EP by AC/DC
- Released: 18 October 1984
- Recorded: November 1974; January 1976;
- Studio: Albert (Sydney)
- Genre: Hard rock; blues rock;
- Length: 24:22
- Label: Atlantic
- Producer: Harry Vanda; George Young;

AC/DC chronology
| Flick of the Switch (1983) | '74 Jailbreak (1984) | Fly on the Wall (1985) |

= '74 Jailbreak =

 '74 Jailbreak is the only EP by Australian rock band AC/DC, released on October 18, 1984. It is composed of five tracks that had previously been released only in Australia. Despite the EP's title, the song "Jailbreak" was actually recorded in 1976 and was originally released that year on the Australian version of the Dirty Deeds Done Dirt Cheap album. The EP's four other tracks were originally released on the Australian version of the band's debut album, High Voltage, recorded in 1974 and released early the following year.

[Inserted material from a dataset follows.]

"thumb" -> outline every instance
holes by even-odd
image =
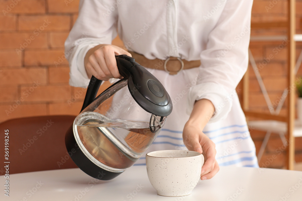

"Jailbreak" was released as a single with accompanying music video at the same time as the EP. '74 Jailbreak was later re-released worldwide in 2003 as part of the AC/DC Remasters series.

Professional ratings
Review scores
| Source | Rating |
| AllMusic | Star |
| Collector's Guide to Heavy Metal | 7/10 |

== Track listing ==

Side one
| No. | Title | Length |
|---|---|---|
| 1. | "Jailbreak" | 4:40 |
| 2. | "You Ain't Got a Hold on Me" | 3:31 |
| 3. | "Show Business" | 4:46 |
| Total length: |  | 12:57 |

Side two
| No. | Title | Writer(s) | Length |
|---|---|---|---|
| 4. | "Soul Stripper" | A. Young, M. Young | 6:25 |
| 5. | "Baby, Please Don't Go" | Big Joe Williams | 5:00 |
| Total length: |  |  | 11:25 24:22 |

== Personnel ==
AC/DC
- Bon Scott – lead vocals
- Angus Young – lead guitar (tracks 1 & 5), rhythm guitar
- Malcolm Young – rhythm guitar, lead guitar (tracks 2–4), backing vocals
- Mark Evans – bass guitar on "Jailbreak"
- Rob Bailey – bass guitar on all but "Jailbreak"
- Phil Rudd – drums on "Jailbreak"
- Peter Clack – drums on "Baby, Please Don't Go"
Session members
- Tony Currenti – drums on tracks 2–4
- George Young – production, backing vocals
- Harry Vanda – production

== Charts ==

2024 chart performance for '74 Jailbreak
| Chart (2024) | Peak position |
|---|---|
| Swiss Albums (Schweizer Hitparade) | 58 |

== Certifications ==

| Region | Certification | Certified units/sales |
| United States (RIAA) | Platinum | 1,000,000^{^} |
^{^} Shipments figures based on certification alone.